Object Detection is one of the main problems in Computer Vision. Traditionally, this required expert knowledge to identify and implement so called “features” that highlight the position of objects in the image. Starting in 2012 with the famous AlexNet and Fast(er) R-CNN papers, Deep Neural Networks are used to automatically find these features. This lead to a huge improvement in the field for a large range of problems.

This repository uses torchvision’s Faster R-CNN implementation which has been shown to work well on a wide variety of Computer Vision problems. See the FAQ for an explanation of the underlying data science aspects.

We recommend running these samples on a machine with GPU, on either Linux or (~20% slower) Windows. While a GPU is technically not required, training gets prohibitively slow even when using only a few dozens of images.

Frequently asked questions

Answers to frequently asked questions such as “How does the technology work?” can be found in the FAQ located in this folder.

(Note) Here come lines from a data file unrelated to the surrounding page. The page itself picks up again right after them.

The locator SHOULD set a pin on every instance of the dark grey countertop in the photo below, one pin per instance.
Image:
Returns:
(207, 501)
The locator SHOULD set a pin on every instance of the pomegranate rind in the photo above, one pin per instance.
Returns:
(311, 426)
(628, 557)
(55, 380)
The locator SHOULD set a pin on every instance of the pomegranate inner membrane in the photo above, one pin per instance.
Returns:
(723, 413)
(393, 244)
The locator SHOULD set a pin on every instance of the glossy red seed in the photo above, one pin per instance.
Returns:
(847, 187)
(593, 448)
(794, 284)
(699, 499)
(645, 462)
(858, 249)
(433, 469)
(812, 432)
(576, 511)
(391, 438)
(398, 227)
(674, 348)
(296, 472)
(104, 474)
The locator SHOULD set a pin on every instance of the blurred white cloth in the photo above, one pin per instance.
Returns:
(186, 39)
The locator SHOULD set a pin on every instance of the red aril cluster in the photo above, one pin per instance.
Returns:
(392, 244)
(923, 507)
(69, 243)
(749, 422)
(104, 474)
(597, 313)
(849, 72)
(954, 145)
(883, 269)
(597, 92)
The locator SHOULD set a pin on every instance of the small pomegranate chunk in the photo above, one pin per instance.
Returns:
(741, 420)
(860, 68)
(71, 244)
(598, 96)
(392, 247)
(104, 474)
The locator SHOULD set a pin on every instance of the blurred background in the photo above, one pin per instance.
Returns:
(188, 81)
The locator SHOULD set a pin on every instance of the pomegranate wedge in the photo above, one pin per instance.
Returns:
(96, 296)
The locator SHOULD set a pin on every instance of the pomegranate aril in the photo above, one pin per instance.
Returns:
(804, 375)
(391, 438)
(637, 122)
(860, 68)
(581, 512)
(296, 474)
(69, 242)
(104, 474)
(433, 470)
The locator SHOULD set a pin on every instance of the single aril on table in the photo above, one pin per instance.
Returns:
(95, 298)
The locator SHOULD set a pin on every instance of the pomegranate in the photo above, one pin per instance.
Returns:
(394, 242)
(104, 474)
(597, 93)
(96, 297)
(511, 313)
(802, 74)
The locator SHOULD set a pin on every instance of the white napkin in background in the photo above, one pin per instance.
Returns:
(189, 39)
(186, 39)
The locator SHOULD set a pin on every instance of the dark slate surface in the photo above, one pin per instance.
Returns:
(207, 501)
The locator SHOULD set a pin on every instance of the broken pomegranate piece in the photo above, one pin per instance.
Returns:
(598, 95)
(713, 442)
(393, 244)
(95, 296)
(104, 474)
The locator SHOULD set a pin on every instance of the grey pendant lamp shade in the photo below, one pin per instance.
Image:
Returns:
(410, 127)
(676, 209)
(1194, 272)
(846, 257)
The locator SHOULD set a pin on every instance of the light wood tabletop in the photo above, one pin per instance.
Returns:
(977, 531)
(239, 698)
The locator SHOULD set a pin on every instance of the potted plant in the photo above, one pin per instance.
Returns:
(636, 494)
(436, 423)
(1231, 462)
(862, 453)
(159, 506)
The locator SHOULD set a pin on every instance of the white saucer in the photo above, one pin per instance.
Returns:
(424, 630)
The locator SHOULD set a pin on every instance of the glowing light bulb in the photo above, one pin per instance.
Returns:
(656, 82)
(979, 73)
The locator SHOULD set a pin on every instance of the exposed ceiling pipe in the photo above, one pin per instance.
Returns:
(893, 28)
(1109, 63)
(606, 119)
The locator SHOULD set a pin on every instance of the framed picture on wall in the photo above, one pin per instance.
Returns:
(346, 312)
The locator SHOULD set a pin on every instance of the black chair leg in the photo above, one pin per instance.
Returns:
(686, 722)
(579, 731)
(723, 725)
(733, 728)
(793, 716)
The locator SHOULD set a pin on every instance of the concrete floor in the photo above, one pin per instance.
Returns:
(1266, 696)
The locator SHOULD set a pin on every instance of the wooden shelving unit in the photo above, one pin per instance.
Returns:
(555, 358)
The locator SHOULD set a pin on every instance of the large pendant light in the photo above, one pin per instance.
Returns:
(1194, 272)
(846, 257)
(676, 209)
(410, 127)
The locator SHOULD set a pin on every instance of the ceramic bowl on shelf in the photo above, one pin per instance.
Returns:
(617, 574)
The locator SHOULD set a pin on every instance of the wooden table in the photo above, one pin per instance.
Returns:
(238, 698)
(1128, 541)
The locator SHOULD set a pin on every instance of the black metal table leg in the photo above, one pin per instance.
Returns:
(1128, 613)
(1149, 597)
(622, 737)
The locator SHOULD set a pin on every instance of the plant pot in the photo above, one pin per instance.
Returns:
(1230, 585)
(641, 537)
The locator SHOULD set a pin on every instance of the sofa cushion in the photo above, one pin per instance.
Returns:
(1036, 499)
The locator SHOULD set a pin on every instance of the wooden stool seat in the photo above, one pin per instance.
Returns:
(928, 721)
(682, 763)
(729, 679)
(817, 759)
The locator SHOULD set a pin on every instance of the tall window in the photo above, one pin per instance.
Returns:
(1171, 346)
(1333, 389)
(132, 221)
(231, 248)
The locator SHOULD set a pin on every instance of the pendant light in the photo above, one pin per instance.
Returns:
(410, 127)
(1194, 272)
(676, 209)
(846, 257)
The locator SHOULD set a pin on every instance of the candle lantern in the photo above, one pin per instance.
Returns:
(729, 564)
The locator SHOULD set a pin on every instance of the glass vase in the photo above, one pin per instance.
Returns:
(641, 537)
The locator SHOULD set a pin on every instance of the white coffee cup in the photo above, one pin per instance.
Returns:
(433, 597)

For generic questions such as “How many training examples do I need?” or “How to monitor GPU usage during training?” see the FAQ.md in the classification folder.

Notebooks

We provide several notebooks to show how object detection algorithms can be designed and evaluated:

Notebook name Description
00_webcam.ipynb Quick-start notebook which demonstrates how to build an object detection system using a single image or webcam as input.
01_training_introduction.ipynb Notebook which explains the basic concepts around model training and evaluation.
02_mask_rcnn.ipynb In addition to detecting objects, also find their precise pixel-masks in an image.
03_keypoint_rcnn.ipynb Notebook which shows how to (i) run a pre-trained model for human pose estimation; and (ii) train a custom keypoint detection model.
11_exploring_hyperparameters_on_azureml.ipynb Performs highly parallel parameter sweeping using AzureML’s HyperDrive.
12_hard_negative_sampling.ipynb Demonstrates how to sample hard negatives to improve model performance.
20_deployment_on_kubernetes.ipynb Deploys a trained model using AzureML.

Contribution guidelines

See the contribution guidelines in the root folder.